The following is the current abstract for a project that is demanding a great deal of my attention these days (sometimes I fear more than I’m able to give?). My partner on the film is my good friend Ian Morgan, who is completing the project for his senior project at Fairhaven College.
We are sponsored in part by the Whatcom Human Rights Task Force and Community to Community Development. We also submitted this to a conference concerned with similar riots that took place in Vancouver less than a week after events in Bellingham, but have yet to hear back.
If anyone is interested in taking a look at the research we’ve been doing for the film, feel free to leave a comment and I’ll email you.
“History, as nearly no one seems to know, is not merely something to be read. And it does not refer merely, or even principally, to the past. On the contrary, the great force of history comes from the fact that we carry it within us, are unconsciously controlled by it in many ways, and history is literally present in all that we do.” – James Baldwin
In 1907, more than two-hundred East Indian workers in Bellingham, WA were attacked by a mob of white workers. The white rioters broke into the East Indians’ houses and workplaces, stole and destroyed their valuables, and threatened and beat the East Indians until they were forcibly expelled from the city. In the course of one night, an entire community was driven from the town – in the approving words of a local paper, “wiped off the map.” One hundred years later, 2007, hostility towards non-white immigrants in Bellingham continues. Raids and detentions by government immigration agents are ongoing; so are surveillance and harassment from both government agents and groups like the Minute Men. How have the events of 1907 shaped Bellingham as we know it in 2007? What has changed and what remains the same?
We propose a documentary film, presently untitled, centering on Bellingham in 1907, that explores the history of immigration and racial tensions in the Pacific Northwest – history, in Baldwin’s sense, the past as it lives on in the present. Accounts of Belligham’s past, illustrated with photographs and texts, will provide a starting point for a discussion of Bellingham today. Through interviews with local activists working for immigrant rights and immigrants themselves, we will paint a portrait of immigration at present and the possibilities of the future.

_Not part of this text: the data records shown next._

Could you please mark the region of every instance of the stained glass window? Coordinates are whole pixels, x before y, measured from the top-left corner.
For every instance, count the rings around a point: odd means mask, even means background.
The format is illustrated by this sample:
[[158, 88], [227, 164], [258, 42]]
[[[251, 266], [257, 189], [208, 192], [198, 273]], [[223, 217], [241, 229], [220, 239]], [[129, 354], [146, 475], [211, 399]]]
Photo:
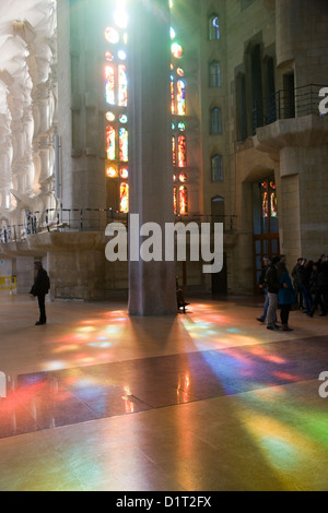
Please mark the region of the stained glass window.
[[117, 177], [117, 169], [114, 166], [108, 166], [106, 169], [106, 175], [108, 178], [116, 178]]
[[127, 180], [129, 178], [129, 170], [127, 167], [122, 167], [119, 171], [119, 176], [120, 178], [122, 178], [124, 180]]
[[171, 112], [175, 114], [174, 76], [171, 75]]
[[176, 100], [177, 100], [177, 114], [179, 116], [185, 116], [186, 115], [186, 97], [185, 97], [185, 92], [186, 92], [186, 85], [183, 80], [178, 80], [177, 84], [177, 93], [176, 93]]
[[176, 140], [174, 135], [172, 138], [172, 156], [173, 156], [173, 165], [176, 166]]
[[120, 107], [128, 105], [127, 67], [125, 64], [118, 67], [118, 105]]
[[209, 19], [209, 39], [210, 41], [220, 39], [220, 24], [218, 14], [211, 14]]
[[119, 41], [119, 34], [115, 28], [108, 26], [105, 31], [105, 38], [108, 43], [116, 45]]
[[106, 51], [105, 57], [108, 62], [114, 61], [114, 55], [110, 51]]
[[221, 65], [220, 62], [213, 60], [210, 62], [210, 87], [221, 86]]
[[221, 109], [219, 109], [218, 107], [214, 107], [211, 110], [210, 132], [212, 134], [222, 133], [222, 116], [221, 116]]
[[223, 166], [221, 155], [214, 155], [211, 159], [212, 181], [223, 180]]
[[180, 59], [184, 53], [184, 49], [178, 43], [173, 43], [173, 45], [171, 46], [171, 51], [173, 57], [175, 57], [176, 59]]
[[119, 210], [120, 212], [129, 212], [129, 184], [121, 182], [119, 186]]
[[178, 167], [187, 166], [187, 141], [185, 135], [178, 136]]
[[185, 186], [179, 188], [179, 213], [188, 214], [188, 189]]
[[113, 65], [105, 67], [105, 79], [106, 102], [109, 105], [115, 105], [115, 70]]
[[125, 50], [119, 50], [119, 51], [117, 52], [117, 57], [118, 57], [120, 60], [126, 60], [127, 53], [125, 52]]
[[107, 121], [115, 121], [115, 114], [114, 112], [106, 112]]
[[269, 216], [268, 191], [262, 192], [262, 217]]
[[176, 187], [173, 188], [173, 205], [174, 205], [174, 214], [177, 214], [177, 190]]
[[116, 132], [114, 127], [109, 126], [106, 129], [106, 150], [107, 150], [107, 158], [109, 160], [115, 160], [116, 158]]
[[128, 131], [125, 128], [119, 129], [119, 159], [128, 162]]
[[119, 121], [120, 123], [122, 123], [122, 124], [126, 124], [126, 123], [128, 122], [128, 117], [127, 117], [127, 115], [126, 115], [126, 114], [120, 114], [120, 115], [118, 116], [118, 121]]

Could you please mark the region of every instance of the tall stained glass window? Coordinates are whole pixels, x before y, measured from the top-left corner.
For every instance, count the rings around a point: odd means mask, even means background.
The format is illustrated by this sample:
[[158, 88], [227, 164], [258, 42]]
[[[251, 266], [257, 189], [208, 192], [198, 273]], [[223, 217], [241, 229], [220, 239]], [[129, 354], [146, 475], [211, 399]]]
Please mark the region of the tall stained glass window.
[[118, 105], [128, 106], [127, 67], [125, 64], [118, 67]]
[[185, 186], [179, 188], [179, 214], [188, 214], [188, 189]]
[[116, 132], [114, 127], [109, 126], [106, 129], [106, 151], [108, 160], [116, 158]]
[[[105, 114], [106, 122], [106, 176], [110, 179], [112, 191], [119, 198], [120, 212], [129, 211], [129, 167], [128, 167], [128, 70], [126, 13], [124, 2], [114, 13], [115, 23], [105, 28], [104, 51], [105, 100], [110, 110]], [[112, 192], [110, 192], [112, 194]], [[113, 198], [113, 194], [112, 194]], [[109, 205], [114, 206], [114, 205]]]
[[178, 136], [178, 167], [187, 166], [187, 142], [185, 135]]
[[209, 39], [210, 41], [220, 39], [220, 23], [215, 13], [212, 13], [209, 17]]
[[178, 116], [186, 115], [186, 85], [183, 80], [178, 80], [176, 84], [176, 104]]
[[119, 186], [119, 210], [120, 212], [129, 212], [129, 184], [121, 182]]
[[106, 102], [109, 105], [115, 105], [115, 70], [113, 65], [105, 67], [105, 80]]
[[173, 156], [173, 165], [176, 166], [176, 139], [175, 139], [175, 135], [172, 136], [172, 156]]
[[128, 131], [125, 128], [119, 129], [119, 160], [128, 162]]

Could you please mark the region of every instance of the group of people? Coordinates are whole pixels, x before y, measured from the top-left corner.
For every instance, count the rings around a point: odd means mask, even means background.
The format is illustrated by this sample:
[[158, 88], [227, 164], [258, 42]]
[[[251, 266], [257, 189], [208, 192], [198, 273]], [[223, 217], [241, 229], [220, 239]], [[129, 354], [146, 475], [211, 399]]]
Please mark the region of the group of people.
[[[321, 254], [317, 262], [297, 259], [290, 275], [285, 255], [265, 256], [259, 278], [266, 300], [259, 322], [267, 322], [268, 330], [292, 331], [289, 326], [290, 311], [304, 310], [313, 317], [320, 307], [320, 315], [328, 311], [328, 255]], [[277, 324], [280, 308], [281, 327]]]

The film (or, more accurately, video) is being proposed by Andrew Hedden and Ian Morgan, two college-educated white males hoping to put our access to university resources and our interest in film to use in the greater discussion about immigrant rights in the United States. The film will be completed and debut in Bellingham, WA on September 5th, the 100th anniversary of the Bellingham riots. One version of the film will be roughly forty-five minutes in length, hopefully ideal for community education and discussion, though a longer version may also be produced.